Everyone who manufactures electronic devices that includes some kind of CPU (hard drive manufacturers, cell phone manufacturers, GPU manufacturers, etc) -- they're all paying some royalty to someone for that CPU, even if they designed it themselves. Eliminating those royalties is a great way to get ahead because you can take $1 out of your bottom line -- if you're shipping 100k or 10 mil devices this year, that's definitely worth the design effort. It's this marketplace that is fueling RISC-V.
> ... this can be a success ...
I have no doubt that RISC-V will succeed in the microcontroller/embedded device space.
> ... realistic way out of the current IP misery with only closed hardware ...
I wonder, are you referring more to frustrations with things like Intel's ME or frustrations with devices that ship without documentation/open source software details? I fear that RISC-V will likely not change much in either space. Yes, it will lower the bar for new devices that can be fully open. And with fully open devices we could hopefully audit and trust them more. But I think change here will be very slow. The ultimate consumer of these devices just doesn't care much about fully open devices and it's extra work to shepherd open source software/hardware. I hope I'm just being too pessimistic.
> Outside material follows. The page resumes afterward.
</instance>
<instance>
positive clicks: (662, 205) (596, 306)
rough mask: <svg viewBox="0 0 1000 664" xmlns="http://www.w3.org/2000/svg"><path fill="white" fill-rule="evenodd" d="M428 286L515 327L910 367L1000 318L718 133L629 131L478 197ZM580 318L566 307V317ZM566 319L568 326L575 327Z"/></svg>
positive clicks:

It's true that there's folks like SiFive who are making boards that integrate RISC-V cores. They seem like they are ramping up to make general computer boards that would be pretty useful. But I doubt we'll see them end up in mass market desktop/laptop/server/tablet/etc devices any time soon.
I fully agree, but as Hacker News is a hotbed of pedantry, I must point out that a royalty of $1 per device isn’t ”taking $1 out of your bottom line”: it’s taking $1 out of your unit contribution, and simply adding all those dollar-per-unit x units back in does not add number-of-units$ back into your bottom line (because of tax effects).
Also, forfeit and bulk contracts mean that firms pay less than unit cost per unit, but probably don’t have the flexibility of starting to save right away as they gradually phase away. Also, the reaction by existing IP owners (ARM?) will be punitive, i.e, will involve hiking residual amounts on those who adopt a policy of moving away, on the pretext of low units, and with the hidden but transparent aim of favouring producers that are staying ’faithful’ to them.
That $1 you pay to other IP companies, like Arm, gives you access to a fully verified design with support from the best engineers in the field. And those companies want you to succeed because they will only those royalties if your device reaches the market.
By saving that $1 and by not buying IP from other, you will need to invest it in time, in engineers, in know-how, in support, in verification and so on, all by yourself.
It might not necessarily be a good cost-benefit situation.
The IP academics keep making on the cheap is always compared to ARM cores in similar class to prove them out. They always come out superior. So, Im doubting best engineers or product. Since they do have good engineers, ARM must be intentionally underdoing their designs to maximize their cash or something. Maybe make a lot of them. Idk how much IP they actually have.
I agree it's beneficial that it's already silicon-proven by time most customers get it. The biggest selling point, though, was what ARM themselves said when open ISA topic first came up: the massive ecosystem, esp software and dev tools, makes the licensing worth the money. Im not sure how true that is. Probably varies a lot depending on who is using it but might be true for many. RISC-V needs to get its ecosystem super-strong to challenge ARM in general sense on top of pre-proven IP customers can trust. Ecosystem is the bigger issue, though.
I like to point out the difference between having the best engineers money can buy versus having the best engineers no money can buy.
People who work in open source software are usually the second kind. I expect open hardware to attract people with the same motivation to push boundaries regardless of any other factor.
There are some natural limits on how open cutting edge semiconductors can be, particularly at the foundry/process level. As foundries start more or less giving up on smaller features (at least in silicon), I think we'll see more opportunities for openness at that level.
If the foundry stands to gain more by publishing the price list, cell library, and toolchain than they do by keeping it secret, that'll be the time for it to happen.